SB 65 by Sen. Stewart Cathey (R-Monroe) fell short on the Senate Floor Wednesday, failing to advance after a contentious debate over how Louisiana handles votes tied to charter school conversions.
The final vote, 19-17, followed last week’s Senate Education Committee hearing, which previewed many of the same mischaracterizations that played out during today’s floor discussion. 20 votes are required for passage of a bill in the upper chamber.
At its core, SB 65 sought to modernize and simplify how communities decide whether a traditional public school may convert to a charter. The bill would have ensured that when a vote is required, the outcome reflects the will of those who care enough to actually participate—rather than those who do not vote at all.
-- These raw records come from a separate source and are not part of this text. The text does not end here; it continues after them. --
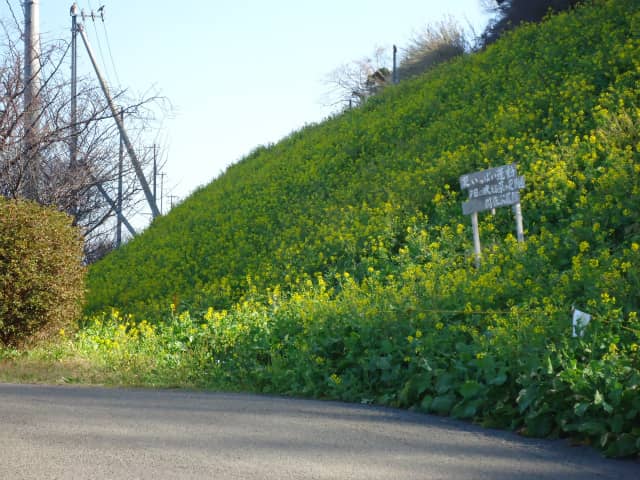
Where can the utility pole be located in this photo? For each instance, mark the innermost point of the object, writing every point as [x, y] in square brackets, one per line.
[155, 175]
[73, 149]
[120, 168]
[31, 102]
[129, 146]
[394, 77]
[161, 190]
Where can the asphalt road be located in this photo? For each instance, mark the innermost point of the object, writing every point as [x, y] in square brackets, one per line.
[92, 433]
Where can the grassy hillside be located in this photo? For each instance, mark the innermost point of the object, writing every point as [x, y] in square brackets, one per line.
[315, 201]
[338, 263]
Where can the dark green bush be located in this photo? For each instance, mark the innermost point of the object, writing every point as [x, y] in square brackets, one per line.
[41, 274]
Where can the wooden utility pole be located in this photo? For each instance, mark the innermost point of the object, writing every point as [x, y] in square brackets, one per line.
[31, 167]
[73, 148]
[127, 142]
[120, 168]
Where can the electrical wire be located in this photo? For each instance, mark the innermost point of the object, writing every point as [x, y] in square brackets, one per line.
[97, 36]
[113, 63]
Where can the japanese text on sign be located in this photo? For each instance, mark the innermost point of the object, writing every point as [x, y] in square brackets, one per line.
[492, 188]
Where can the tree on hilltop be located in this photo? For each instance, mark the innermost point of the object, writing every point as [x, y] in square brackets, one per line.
[508, 14]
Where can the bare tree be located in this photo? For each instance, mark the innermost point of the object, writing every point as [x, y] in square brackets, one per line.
[88, 187]
[352, 83]
[437, 43]
[508, 14]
Right now, the process works like this: a traditional public school can ask its local school board for permission to convert to a charter school, and in some cases, the board may require a vote from parents and teachers associated with the school. If the local board denies the request, the school can then apply to BESE for a Type 2 charter—but before it can even submit that application, a vote by the school’s parents and teachers is required.
The central issue is how those votes are counted. Current law requires what is effectively a “double majority”—a school must win both a majority of those who cast a vote as well as a majority of all parents and teachers eligible to vote. In practice, this means non-voters are automatically counted as “no” votes.
No other election in Louisiana uses this standard. Across the state, abstentions are not treated as voting “no”. SB 65 would have aligned charter conversion votes with every other election in Louisiana by using a straightforward majority of those who actually vote.
Despite that clarity, much of today’s debate was driven by persistent misinformation about what the bill actually does. SB 65 did not expand charter schools, did not eliminate local control and did not change the approval authority of local school boards or BESE. It simply addressed the voting threshold used to determine whether an application may move forward in the process.
During floor consideration, senators looking to make the bill more palatable for some, unanimously adopted an amendment by Sen. Jay Morris (R-Monroe) that would have required “the number of votes cast equals at least 25% percent of the number of pupils enrolled at the school at the time of the election.” Meanwhile, amendments offered by Sen. Katrina Jackson-Andrews (D-Monroe) that would have brought a conversion vote to every taxpayer in the school district were rejected, 15-21.
Important to note, even under the bill, a successful vote would not have created a charter school. It would only have allowed a school to submit an application for review by a charter authorizer. That application would still be subject to full approval or denial, and historically, most charter applications are rejected.
It is also worth noting how rarely this pathway has been used. In nearly 30 years, only two traditional public schools have successfully converted under this process. Neither of those conversions involved a parent/teacher vote.
While SB 65 did not advance, the debate underscored ongoing disagreement over how the process should work—and frustration over how the bill was characterized throughout the discussion.
The bottom line: SB 65 was a straightforward effort to bring clarity and fairness to a confusing voting standard, but it was ultimately stalled amid a debate clouded by misunderstanding of its intent and impact.